Vos peneira para vos libertar das impurezas. Vos mói até à alvura. Vos amassa até vos tomardes moldáveis. E depois entrega-vos ao seu fogo sagrado, para que vos tomeis pão sagrado para a sagrada festa de Deus.
Toda estas coisas vos fará o amor até que conheçais os segredos do vosso coração, e, com esse conhecimento, vos tomeis um fragmento do coração da Vida.
Mas se, receosos, procurardes só a paz do amor e o prazer do amor, então é melhor que oculteis a vossa nudez e saiais do amor, para o mundo sem sentido onde rireis, mas não com todo o vosso riso, e chorareis mas não com todas as vossas lágrimas.
O amor só se dá a si e não tira nada senão de si.
O amor não possui nem é possuído;
Pois o amor basta-se a si próprio.
Quando amardes não deveis dizer "Deus está no meu coração", mas antes "Eu estou no coração de Deus".
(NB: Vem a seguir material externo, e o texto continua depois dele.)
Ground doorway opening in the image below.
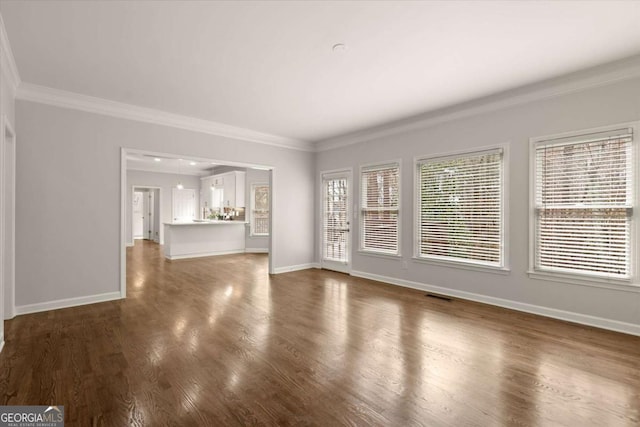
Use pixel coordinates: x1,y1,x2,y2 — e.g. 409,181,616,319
320,170,351,273
120,148,274,298
129,185,162,244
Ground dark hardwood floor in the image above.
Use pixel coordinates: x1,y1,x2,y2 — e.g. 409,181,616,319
0,241,640,427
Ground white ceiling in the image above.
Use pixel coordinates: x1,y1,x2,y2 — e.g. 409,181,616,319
0,0,640,141
127,152,219,176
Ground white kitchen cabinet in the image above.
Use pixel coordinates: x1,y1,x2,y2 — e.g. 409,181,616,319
200,171,246,211
222,171,246,208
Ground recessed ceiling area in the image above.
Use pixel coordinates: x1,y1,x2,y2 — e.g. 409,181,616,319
127,152,219,176
0,0,640,141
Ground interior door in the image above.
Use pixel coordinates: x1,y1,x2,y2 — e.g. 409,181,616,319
172,188,196,222
144,190,154,240
322,171,351,273
132,191,144,239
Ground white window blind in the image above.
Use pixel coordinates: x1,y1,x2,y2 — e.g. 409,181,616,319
535,129,633,279
251,184,269,236
360,163,400,254
418,149,504,267
323,177,349,262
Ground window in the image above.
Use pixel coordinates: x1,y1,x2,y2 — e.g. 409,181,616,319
532,128,634,280
250,184,269,236
417,148,505,268
360,163,400,255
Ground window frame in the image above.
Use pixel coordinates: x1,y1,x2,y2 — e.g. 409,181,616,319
249,182,271,237
358,159,402,258
527,122,640,292
413,146,511,275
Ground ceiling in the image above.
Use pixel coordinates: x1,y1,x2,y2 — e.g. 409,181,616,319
0,0,640,141
127,152,219,176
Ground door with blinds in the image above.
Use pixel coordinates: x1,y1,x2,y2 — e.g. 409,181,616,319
322,171,351,273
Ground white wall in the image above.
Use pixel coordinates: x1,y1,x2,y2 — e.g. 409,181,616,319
16,101,314,312
126,170,200,245
316,78,640,333
244,169,269,252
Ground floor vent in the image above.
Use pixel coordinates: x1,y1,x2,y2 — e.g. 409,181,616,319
425,294,451,302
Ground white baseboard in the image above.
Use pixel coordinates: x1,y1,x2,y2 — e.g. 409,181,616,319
351,271,640,336
273,263,317,274
16,291,122,315
164,249,244,260
244,248,269,254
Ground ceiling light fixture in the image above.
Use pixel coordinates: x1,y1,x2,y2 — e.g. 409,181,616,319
331,43,347,53
176,159,184,190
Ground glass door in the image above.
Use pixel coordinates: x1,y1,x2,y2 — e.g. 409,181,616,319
322,171,351,273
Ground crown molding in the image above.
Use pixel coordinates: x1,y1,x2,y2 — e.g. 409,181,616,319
316,56,640,152
0,15,21,92
16,82,314,151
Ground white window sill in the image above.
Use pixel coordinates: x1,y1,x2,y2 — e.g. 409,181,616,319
358,249,402,259
413,257,511,276
527,270,640,292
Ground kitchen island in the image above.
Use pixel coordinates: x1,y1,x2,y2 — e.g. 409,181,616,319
164,220,246,259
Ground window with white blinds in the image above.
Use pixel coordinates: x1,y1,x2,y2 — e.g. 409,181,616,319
417,149,504,268
534,128,634,279
250,184,269,236
360,163,400,255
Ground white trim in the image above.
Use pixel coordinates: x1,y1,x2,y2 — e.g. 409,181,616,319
268,169,276,274
120,147,127,298
351,271,640,336
272,262,320,274
16,82,314,151
356,249,402,260
527,121,640,291
16,292,122,314
411,257,511,275
0,15,22,93
0,115,18,321
164,249,245,261
316,56,640,152
244,248,269,254
527,270,640,292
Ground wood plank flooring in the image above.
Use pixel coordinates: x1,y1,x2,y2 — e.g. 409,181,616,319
0,241,640,427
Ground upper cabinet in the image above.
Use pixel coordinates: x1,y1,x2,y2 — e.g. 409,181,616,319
200,171,246,213
222,171,246,208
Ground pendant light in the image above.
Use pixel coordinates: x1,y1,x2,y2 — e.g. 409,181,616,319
176,159,184,190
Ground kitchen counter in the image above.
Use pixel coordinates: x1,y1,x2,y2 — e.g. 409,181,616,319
164,220,246,259
164,219,247,225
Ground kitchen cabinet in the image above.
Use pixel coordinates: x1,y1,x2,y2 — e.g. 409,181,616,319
222,171,246,208
200,171,246,212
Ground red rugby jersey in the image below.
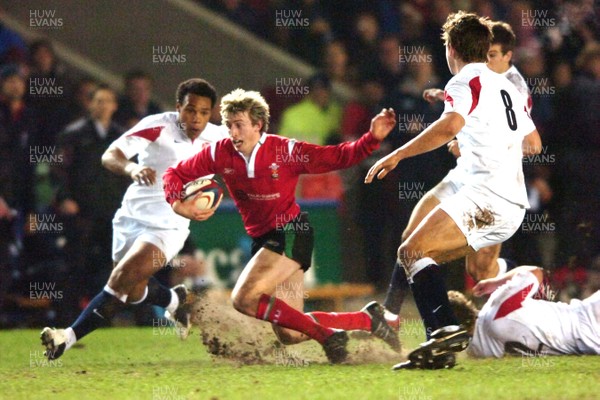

E não penseis que podeis alterar o rumo do amor, pois o amor, se vos achar dignos, dirigirá o seu curso.
O amor não tem outro desejo que o de se preencher a si próprio. Mas se amardes e tiverdes desejos, que sejam esses os vossos desejos: Fundir-se e ser como um regato que corre e canta a sua melodia para a noite. Para conhecer a dor de tanta ternura. Ser ferido pela vossa própria compreensão do amor. E sangrar com vontade e alegremente.
Despertar de madrugada com um coração alado e dar graças por mais um dia de amor.
Repousar ao fim da tarde e meditar sobre o êxtase do amor;
Regressar a casa à noite com gratidão. E depois adormecer com uma prece para os amados do vosso coração e um cântico de louvor nos vossos lábios.”